Am I Part of the Cure or Am I Part of the Disease? Keeping Coronavirus Out When a Doctor Comes Home. Christian Rose. In The New England Journal of Medicine
Interesting reflection on the healthcare professionals, at the same time care and risk. "The irony is that despite health workers’ being “the glue that holds the health system and outbreak response together,” per Tedros Ghebreyesus, director-general of the WHO, 41% of the Covid-19 cases in Wuhan resulted from hospital-related transmission.2 Health care providers are at increased risk for developing the condition and spreading it.3 Work stress is believed to weaken their immune systems, and close, intimate care of patients can lead to exposure to a higher viral load. (...)
As a colleague and I go through the 17 steps for donning personal protective equipment and the subsequent 11 steps for safely doffing it in the back corner of the ED, Coldplay’s “Clocks” comes through on my overnight playlist: Am I a part of the cure, or am I part of the disease? We wonder whether our commitment to our community puts our families at risk at home. But who would manage the triage tents, resuscitate the respiratory failures, and manage the intensive care units if health care professionals steered clear? Who would study the disease spread, investigate novel therapies, develop the disaster plans, or manage all the other health issues that continue to occur without regard for the virus?"
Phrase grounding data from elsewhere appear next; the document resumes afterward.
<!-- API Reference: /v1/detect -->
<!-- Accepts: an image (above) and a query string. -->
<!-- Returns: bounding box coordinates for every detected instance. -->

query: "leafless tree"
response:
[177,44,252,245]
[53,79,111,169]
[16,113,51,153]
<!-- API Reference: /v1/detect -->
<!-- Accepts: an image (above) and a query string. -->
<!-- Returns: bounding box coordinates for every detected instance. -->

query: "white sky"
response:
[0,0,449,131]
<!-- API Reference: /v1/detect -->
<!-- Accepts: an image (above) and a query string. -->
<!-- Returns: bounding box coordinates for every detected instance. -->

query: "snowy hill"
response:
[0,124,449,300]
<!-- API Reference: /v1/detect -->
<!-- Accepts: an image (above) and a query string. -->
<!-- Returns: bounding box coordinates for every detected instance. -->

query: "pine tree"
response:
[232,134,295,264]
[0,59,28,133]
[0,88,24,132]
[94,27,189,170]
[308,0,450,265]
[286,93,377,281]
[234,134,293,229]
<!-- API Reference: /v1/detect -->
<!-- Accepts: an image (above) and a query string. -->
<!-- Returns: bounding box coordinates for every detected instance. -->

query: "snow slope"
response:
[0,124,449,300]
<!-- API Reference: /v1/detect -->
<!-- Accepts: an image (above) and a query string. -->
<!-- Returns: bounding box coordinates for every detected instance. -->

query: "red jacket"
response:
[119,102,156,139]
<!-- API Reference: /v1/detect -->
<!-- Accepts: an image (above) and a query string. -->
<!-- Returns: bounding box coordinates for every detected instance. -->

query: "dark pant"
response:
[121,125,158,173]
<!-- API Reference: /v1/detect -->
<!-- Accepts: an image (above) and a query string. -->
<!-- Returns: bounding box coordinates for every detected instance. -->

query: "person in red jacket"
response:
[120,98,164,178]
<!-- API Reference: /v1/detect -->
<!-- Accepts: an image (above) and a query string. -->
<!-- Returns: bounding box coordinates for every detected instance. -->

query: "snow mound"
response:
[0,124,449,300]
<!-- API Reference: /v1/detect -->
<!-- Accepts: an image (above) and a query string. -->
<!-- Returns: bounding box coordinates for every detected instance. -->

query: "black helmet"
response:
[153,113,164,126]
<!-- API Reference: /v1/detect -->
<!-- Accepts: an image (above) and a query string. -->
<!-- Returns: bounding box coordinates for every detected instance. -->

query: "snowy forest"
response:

When the problem is urgent and important. Matt Morgan. In The BMJ
The article begins with Eisenhower's phrase "what is important is seldom urgent and what is urgent is seldom important", but this time we face an urgent and important challenge. Health systems in many countries are about to meet unprecedented demand, and we may soon face a situation where the demand for intensive care exceeds capacity. Tha author is an honorary senior research fellow at Cardiff University, consultant in intensive care medicine, research and development lead in critical care at University Hospital of Wales, and an editor of BMJ OnExamination.
The Toughest Triage — Allocating Ventilators in a Pandemic. Robert D. Truog, Christine Mitchell, George Q. Daley. In The New England Journal of Medicine
The Covid-19 pandemic has led to severe shortages of many essential goods and services, but it is specially worrying the lack of beds and ventilators at ICU. This shortage makes necessary developing proritization criteria.